Mr Lilley, the MP for Hitchen and Harpenden, said politicians should not be “setting out legislation on what goes in newspapers”, beyond the existing laws on libel and against phone hacking.
John Redwood, the Conservative MP for Wokingham and chair of the Chairman of the Conservative Economic Affairs Committee, said he the government’s plan would fail if newspapers refused to “play their part”.
“If you’re going to have a system of successful self-regulation, the press has to be involved in it and agree with it otherwise it isn’t a system of self-regulation,” he said. “Clearly it needs to be sorted out with the press.
“The second point is if you look at other industries it is quite possible to have bad regulation as well as good regulation and to make things worse rather than better.
“Many of the things that went wrong in the newspaper industry were against the law and the correct thing to do is to enforce the law.
“I am not in favour of massive change and I am certainly worried about anything that produces a row between the press and the politicians because it won’t result in a satisfactory system of self regulation.”
Angie Bray, a Conservative MP on the Commons culture select committee, called on Maria Miller, the Culture Secretary, to hold further talks with the print media to reach a resolution.
“It is pointless to try and force a system on the free press that is not prepared to work with it,” she said. “I don’t think anybody knows how it is going to pan out.
“We still haven’t fully embraced the point that if the press decide that they’re not going to work with this, what are the sanctions?
“Fundamentally, we have a free press who will decide whether they want to cooperate.”
Jonathan Aitken, the former Conservative minister who was jailed for perjury in 1999 after a newspaper investigation, said despite his “rough” encounter with the press, he remained in favour “free” newspapers, rather than an industry which was “fettered”.
“I think these new proposals won’t work and won’t last.

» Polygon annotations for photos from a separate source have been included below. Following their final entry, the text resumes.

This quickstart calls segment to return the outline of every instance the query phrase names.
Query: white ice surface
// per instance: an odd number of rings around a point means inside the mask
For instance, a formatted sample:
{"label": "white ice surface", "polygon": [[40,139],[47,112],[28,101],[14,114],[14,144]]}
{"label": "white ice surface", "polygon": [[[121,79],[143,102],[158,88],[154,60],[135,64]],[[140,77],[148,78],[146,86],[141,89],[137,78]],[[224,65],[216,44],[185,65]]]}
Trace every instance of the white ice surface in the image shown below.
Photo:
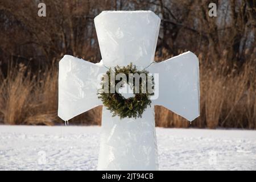
{"label": "white ice surface", "polygon": [[[0,126],[0,169],[95,170],[100,134],[98,126]],[[160,170],[256,170],[256,131],[157,127],[156,137]]]}

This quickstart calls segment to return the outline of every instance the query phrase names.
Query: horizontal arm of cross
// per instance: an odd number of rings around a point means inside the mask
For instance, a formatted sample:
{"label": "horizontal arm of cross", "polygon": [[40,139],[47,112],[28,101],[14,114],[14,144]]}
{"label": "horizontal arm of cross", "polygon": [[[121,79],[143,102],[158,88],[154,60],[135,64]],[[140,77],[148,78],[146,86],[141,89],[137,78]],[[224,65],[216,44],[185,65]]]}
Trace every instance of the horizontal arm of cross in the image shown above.
{"label": "horizontal arm of cross", "polygon": [[59,62],[58,115],[64,121],[102,105],[97,92],[106,68],[72,56]]}
{"label": "horizontal arm of cross", "polygon": [[189,121],[199,116],[199,63],[195,54],[188,51],[147,69],[159,75],[152,104],[163,106]]}

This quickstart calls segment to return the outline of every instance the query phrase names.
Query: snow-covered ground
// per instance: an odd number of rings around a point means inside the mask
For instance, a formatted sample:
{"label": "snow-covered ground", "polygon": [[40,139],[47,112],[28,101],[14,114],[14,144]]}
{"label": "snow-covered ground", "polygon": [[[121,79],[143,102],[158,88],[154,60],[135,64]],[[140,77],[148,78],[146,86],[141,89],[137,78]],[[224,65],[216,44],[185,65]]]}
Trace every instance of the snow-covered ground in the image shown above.
{"label": "snow-covered ground", "polygon": [[[0,126],[1,170],[96,170],[98,126]],[[256,131],[156,129],[160,170],[256,170]]]}

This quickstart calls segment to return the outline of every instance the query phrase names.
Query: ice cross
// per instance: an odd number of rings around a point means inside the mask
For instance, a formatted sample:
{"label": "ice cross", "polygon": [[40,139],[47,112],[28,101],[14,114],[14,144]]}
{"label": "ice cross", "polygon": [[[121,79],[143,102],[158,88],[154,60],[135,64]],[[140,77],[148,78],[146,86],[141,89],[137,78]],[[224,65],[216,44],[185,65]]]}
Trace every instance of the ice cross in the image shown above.
{"label": "ice cross", "polygon": [[[59,63],[59,116],[68,120],[102,105],[96,94],[106,67],[132,62],[144,68],[154,61],[160,19],[151,11],[103,11],[94,19],[102,60],[93,64],[65,55]],[[159,97],[142,118],[125,118],[103,107],[98,169],[158,169],[154,105],[189,121],[199,115],[199,61],[188,51],[147,69],[159,73]],[[86,144],[86,143],[85,143]]]}

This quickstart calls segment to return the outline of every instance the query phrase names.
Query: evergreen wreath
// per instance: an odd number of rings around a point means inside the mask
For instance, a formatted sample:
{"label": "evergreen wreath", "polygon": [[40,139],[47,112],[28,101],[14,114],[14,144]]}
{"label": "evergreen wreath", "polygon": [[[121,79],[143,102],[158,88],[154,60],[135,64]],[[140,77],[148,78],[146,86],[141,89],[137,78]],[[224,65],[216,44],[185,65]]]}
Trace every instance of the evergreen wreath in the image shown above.
{"label": "evergreen wreath", "polygon": [[[106,72],[106,74],[108,76],[108,78],[110,78],[110,69],[109,69]],[[126,76],[126,77],[129,77],[129,73],[138,73],[139,75],[141,73],[144,73],[146,76],[147,81],[148,79],[147,75],[149,72],[144,69],[142,71],[138,71],[137,69],[136,66],[133,65],[132,63],[130,63],[126,67],[119,67],[118,65],[113,68],[115,78],[117,74],[118,73],[124,73]],[[112,71],[113,71],[112,70]],[[152,89],[154,89],[154,77],[151,76],[151,82],[146,81],[146,84],[147,88],[147,84],[151,84],[150,85]],[[110,89],[110,79],[108,79],[108,85],[109,89]],[[140,79],[141,80],[141,79]],[[101,89],[104,89],[104,77],[102,78],[102,87]],[[118,82],[122,80],[115,80],[115,85]],[[125,80],[123,81],[125,81]],[[126,82],[126,84],[129,84]],[[107,83],[106,83],[107,84]],[[141,118],[142,115],[144,111],[147,108],[147,106],[150,106],[151,101],[150,100],[150,96],[153,96],[154,93],[150,93],[148,92],[147,89],[146,93],[142,93],[142,81],[139,80],[139,93],[135,93],[135,85],[129,85],[133,88],[133,93],[135,96],[133,97],[129,97],[125,98],[122,94],[119,93],[117,93],[115,90],[114,93],[110,93],[110,90],[109,90],[109,93],[104,93],[104,92],[98,92],[98,98],[102,101],[103,104],[105,106],[107,107],[107,109],[109,110],[111,113],[113,113],[113,117],[118,115],[120,119],[124,118],[137,118],[138,117]]]}

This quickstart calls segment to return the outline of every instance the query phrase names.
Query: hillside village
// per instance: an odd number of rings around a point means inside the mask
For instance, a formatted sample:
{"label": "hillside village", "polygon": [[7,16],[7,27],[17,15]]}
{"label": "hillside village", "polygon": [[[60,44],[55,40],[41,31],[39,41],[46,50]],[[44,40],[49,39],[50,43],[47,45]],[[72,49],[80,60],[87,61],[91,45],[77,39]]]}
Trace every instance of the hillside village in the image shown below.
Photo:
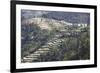
{"label": "hillside village", "polygon": [[[82,21],[83,18],[81,18],[77,20],[78,23],[71,23],[61,18],[58,19],[56,15],[55,18],[52,16],[52,13],[46,13],[42,16],[23,17],[21,22],[21,62],[90,59],[89,21],[79,22]],[[85,16],[83,15],[83,17]],[[73,16],[73,18],[75,17]]]}

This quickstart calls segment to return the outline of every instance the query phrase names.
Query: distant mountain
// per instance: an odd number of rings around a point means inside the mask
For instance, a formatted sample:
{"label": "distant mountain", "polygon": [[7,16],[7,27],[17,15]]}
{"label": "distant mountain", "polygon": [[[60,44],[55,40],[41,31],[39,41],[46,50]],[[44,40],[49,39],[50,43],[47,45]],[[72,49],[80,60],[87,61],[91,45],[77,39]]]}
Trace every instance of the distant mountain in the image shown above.
{"label": "distant mountain", "polygon": [[37,11],[37,10],[22,10],[21,19],[31,19],[35,17],[44,17],[48,19],[64,20],[69,23],[84,23],[90,24],[89,13],[79,12],[60,12],[60,11]]}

They won’t last because no parliament can bind its successors,” he said. “It won’t work because these are regulations which are being imposed by an all-party consensualist cabal of politicians and they want to curtail what is, after all, the historic liberty of press freedom.
“I think that liberty, and I know about the deficiencies and warts of the press, is something we should fight for.”
The newspapers’ steering group, representing national and local titles, has already said the regulation put forward have been “imposed by politicians and controlled by politicians”.
An industry source was reported to have warned that newspapers could take legal action over the Government’s plans.
Mrs Miller has said that the government’s proposals will “safeguard” the freedom of the press. Labour’s deputy leader Harriet Harman also insisted that a two-thirds majority would be needed in parliament to amend the new law, which would guard against state intrusion in the press in future.